Tuesday marked Yom HaShoah, the Day of Remembrance, a time to remember the more than 6 million Jews and others killed in the German death machine during the 1930s and '40s.

The anniversary of the infamous bombing of the A. P. Murrah Federal Building in Oklahoma City will fall later this week.

By the darkest of coincidences, that slaughter came on the second anniversary of the fire that ended the siege of the Branch Davidian compound near Waco.

But while we remember these catastrophes, let us not avert our eyes from the heinous massacres that have happened and continue to happen elsewhere.

In 1991, the United States led a force to liberate Kuwait from Iraqi rule. Meanwhile, secessionist Kurds in Iraq were being treated even worse than Kuwaitis and were given little protection and much less freedom from the grasp of their malignant ruler.

Whole villages have been wiped out on a regular basis in Central America and Southeast Asia. Typically, the ruling governments simply erase the tiny settlements from official maps after ordering their destruction. International attention is only given to these situations when Westerners are caught in the crossfire.

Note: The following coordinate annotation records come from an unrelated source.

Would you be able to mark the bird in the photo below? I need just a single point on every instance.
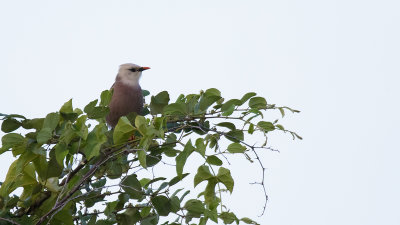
(127, 94)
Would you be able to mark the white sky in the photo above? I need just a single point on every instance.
(336, 61)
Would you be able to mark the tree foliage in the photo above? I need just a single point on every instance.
(71, 169)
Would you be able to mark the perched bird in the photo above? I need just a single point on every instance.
(127, 96)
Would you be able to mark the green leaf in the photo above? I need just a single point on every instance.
(207, 101)
(61, 152)
(33, 123)
(12, 140)
(280, 127)
(44, 135)
(105, 97)
(251, 128)
(235, 135)
(212, 92)
(247, 96)
(176, 179)
(99, 183)
(203, 173)
(145, 93)
(94, 141)
(178, 108)
(52, 184)
(145, 212)
(162, 205)
(158, 102)
(131, 186)
(229, 111)
(236, 148)
(228, 125)
(228, 217)
(90, 107)
(110, 208)
(209, 192)
(194, 206)
(248, 221)
(51, 121)
(146, 185)
(141, 124)
(142, 158)
(129, 217)
(228, 104)
(212, 214)
(266, 126)
(257, 102)
(214, 160)
(122, 131)
(175, 204)
(282, 112)
(67, 107)
(224, 176)
(95, 112)
(182, 157)
(10, 125)
(200, 146)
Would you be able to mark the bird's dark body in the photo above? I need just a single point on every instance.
(125, 99)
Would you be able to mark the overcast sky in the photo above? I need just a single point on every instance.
(336, 61)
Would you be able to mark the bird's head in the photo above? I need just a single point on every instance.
(130, 73)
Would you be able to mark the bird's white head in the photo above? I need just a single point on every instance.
(130, 73)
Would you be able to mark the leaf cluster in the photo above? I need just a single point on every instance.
(72, 169)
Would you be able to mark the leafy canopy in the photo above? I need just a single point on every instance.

In the capital of Liberia, a nation created by Americans in the last century, the army, its government and the populace are in a state of total chaos. And that doesn't even remotely begin to compare with the horrific situation across the African continent in Rwanda.

What's more, carnage and genocide taint the new national identities of the states that once made up Yugoslavia.

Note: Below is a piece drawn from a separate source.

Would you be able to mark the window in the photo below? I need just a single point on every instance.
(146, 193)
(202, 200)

American response to these mass murders has varied from a token effort at stopping the violence to outright funding the governments carrying out the slaughters.

Isolationists often argue that we need to take care of the violence on our own streets before attempting to police the world.

That argument would deserve more merit if a real effort were being made to ensure domestic peace. Instead, entire sections of major U.S. cities and their inhabitants are abandoned to thugs and the disorganized crime they generate. These ghettoes are treated as foreign countries -- with clearly delineated boundaries and borders -- except when police visit to intimidate and harass residents.

We have the wealth in this country to fix ourselves up and then start work on the rest of the world. We just lack the resolve.

If America needs to clean its own house before going to work on the world, so be it. Let's grab the dust mops, bite the bullet, saddle the horses, gird the loins and get on with it.

Otherwise, we will continue ignoring global tragedies and hundreds of people will die for no good reason. And weeks of mourning and regret will continue on unto infinity, world without end. Amen.